A light passenger vehicle weighing 1470 N collides with a train engine weighing 1.23 x 10^5
N, which was being moved from one rail siding to another. The train engine and the vehicle were entangled after the accident and from your measurements you have been able to determine they skidded 15 m before finally coming to rest at an angle of 68 degress to the crossing. The co-efficient of friction between the vehicle’s tyres and wet road surface
are 0.25. The eyewitness reports highlight the passenger vehicle drove straight through the stop sign and ignored the warning horn blasts of the train and continued onto the railway level crossing without due care. You need to ascertain the vehicle’s actual entrance speed to the crossing and whether the driver has exceeded the speed limit of 60 km/hr?
F = μ * m * g
W = f * d
KE = 1/2mv^2
x component of momentum: (m1 + m2) * Vf * cos θ = m1 * v1i
y component of momentum: (m1 + m2) * Vf * sin θ = m2 * v2i
1470N = 150kg
1.23x10^5 = 12551kg
total mass = 12701kg
The Attempt at a Solution
I made the train (m1) travel in the x direction and the car (m2) is the y direction.

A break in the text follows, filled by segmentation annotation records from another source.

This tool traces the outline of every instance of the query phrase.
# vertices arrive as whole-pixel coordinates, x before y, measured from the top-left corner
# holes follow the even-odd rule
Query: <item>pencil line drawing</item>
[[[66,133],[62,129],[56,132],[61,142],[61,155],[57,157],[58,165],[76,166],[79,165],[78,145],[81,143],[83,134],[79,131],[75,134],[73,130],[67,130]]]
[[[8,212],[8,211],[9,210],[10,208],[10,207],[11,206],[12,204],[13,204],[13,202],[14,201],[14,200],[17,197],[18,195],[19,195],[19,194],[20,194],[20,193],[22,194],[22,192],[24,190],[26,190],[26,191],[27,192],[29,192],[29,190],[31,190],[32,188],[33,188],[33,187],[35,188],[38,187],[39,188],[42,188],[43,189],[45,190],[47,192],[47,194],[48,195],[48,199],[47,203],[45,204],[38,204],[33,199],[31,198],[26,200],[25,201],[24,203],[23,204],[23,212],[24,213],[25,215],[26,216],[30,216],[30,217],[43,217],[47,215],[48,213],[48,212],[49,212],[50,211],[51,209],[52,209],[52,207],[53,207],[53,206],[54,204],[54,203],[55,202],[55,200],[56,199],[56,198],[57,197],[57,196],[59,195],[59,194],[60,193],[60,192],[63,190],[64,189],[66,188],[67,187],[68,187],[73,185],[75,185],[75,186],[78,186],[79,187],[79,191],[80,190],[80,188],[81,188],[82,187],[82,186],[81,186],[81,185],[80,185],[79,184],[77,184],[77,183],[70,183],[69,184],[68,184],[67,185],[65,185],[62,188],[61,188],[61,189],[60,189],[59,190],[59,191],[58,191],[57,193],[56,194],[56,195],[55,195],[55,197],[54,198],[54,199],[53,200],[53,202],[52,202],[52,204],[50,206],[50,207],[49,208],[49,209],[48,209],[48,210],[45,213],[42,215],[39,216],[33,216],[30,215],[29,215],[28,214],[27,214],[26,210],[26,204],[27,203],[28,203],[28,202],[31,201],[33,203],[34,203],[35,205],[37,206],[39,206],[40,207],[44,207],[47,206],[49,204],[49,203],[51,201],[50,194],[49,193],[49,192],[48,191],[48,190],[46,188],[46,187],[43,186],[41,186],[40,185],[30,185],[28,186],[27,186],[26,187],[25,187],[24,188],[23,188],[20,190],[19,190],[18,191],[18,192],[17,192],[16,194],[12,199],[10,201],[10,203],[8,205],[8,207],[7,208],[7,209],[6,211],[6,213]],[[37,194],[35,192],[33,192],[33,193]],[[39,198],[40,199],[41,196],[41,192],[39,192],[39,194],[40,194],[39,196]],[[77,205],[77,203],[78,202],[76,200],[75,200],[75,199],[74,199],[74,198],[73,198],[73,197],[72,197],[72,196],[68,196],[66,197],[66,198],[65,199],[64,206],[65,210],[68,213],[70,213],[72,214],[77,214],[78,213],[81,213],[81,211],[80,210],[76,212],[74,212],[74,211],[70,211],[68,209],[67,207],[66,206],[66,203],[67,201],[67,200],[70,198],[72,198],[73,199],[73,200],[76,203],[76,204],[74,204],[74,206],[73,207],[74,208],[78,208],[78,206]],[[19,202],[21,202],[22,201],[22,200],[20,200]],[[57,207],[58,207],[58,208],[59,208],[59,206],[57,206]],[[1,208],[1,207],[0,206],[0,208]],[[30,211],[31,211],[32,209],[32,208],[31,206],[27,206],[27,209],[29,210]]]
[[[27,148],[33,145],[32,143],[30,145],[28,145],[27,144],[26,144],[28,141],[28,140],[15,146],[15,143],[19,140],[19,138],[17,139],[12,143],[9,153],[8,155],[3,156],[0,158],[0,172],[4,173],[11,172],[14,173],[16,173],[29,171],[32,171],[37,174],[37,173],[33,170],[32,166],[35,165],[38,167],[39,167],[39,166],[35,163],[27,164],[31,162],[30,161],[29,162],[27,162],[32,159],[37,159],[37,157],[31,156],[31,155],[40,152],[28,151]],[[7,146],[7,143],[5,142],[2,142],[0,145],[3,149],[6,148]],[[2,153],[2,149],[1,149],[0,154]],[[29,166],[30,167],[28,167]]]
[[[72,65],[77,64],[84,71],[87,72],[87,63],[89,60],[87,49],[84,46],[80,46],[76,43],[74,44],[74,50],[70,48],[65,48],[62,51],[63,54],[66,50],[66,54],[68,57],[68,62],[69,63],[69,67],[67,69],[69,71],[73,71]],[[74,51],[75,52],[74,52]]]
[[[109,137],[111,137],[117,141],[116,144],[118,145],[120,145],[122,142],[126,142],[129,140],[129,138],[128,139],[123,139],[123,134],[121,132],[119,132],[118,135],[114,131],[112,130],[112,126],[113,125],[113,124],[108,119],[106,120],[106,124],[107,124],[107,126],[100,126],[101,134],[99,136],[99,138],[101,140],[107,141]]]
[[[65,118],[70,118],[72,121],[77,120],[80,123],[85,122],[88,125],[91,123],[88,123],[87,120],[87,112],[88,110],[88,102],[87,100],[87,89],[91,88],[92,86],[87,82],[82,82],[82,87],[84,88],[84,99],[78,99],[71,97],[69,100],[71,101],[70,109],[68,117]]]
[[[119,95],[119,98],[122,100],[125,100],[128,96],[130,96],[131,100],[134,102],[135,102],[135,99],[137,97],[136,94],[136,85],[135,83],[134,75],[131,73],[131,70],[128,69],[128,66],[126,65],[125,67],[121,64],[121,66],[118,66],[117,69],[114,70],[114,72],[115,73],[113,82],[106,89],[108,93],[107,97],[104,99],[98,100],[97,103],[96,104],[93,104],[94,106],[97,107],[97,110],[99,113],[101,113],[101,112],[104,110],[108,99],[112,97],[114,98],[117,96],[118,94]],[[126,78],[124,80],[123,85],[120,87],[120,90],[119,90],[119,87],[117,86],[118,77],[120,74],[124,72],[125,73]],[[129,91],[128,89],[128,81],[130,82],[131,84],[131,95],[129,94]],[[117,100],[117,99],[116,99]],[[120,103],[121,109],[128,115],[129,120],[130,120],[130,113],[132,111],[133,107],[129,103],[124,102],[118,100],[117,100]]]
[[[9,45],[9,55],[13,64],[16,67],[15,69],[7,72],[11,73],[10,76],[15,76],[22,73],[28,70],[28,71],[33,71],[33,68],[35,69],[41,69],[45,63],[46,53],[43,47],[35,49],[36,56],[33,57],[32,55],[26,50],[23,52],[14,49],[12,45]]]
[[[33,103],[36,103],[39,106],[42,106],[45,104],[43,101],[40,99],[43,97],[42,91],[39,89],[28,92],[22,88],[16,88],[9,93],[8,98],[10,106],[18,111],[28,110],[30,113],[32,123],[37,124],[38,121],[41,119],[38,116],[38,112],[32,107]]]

Ff = 0.25 * (12701) * 9.8 = 31117.45 N
W = f*d = 31117.45 * 15 = 466761.75J
KE = 466761.75 = 1/2 mv^2
v = 8.57 m/s
y component (car) = (12701)(8.57)(sin68) = 150 v2
v2 = 672.81 m/s
Now obviously thats alot and i think it has to do with the fact that the car only weights 150kg so I think they made a mistake in the question. If I change the initial mass to 14700N I get a final result of 74.4 m/s (267.84 km/h) which also seems like alot for a car.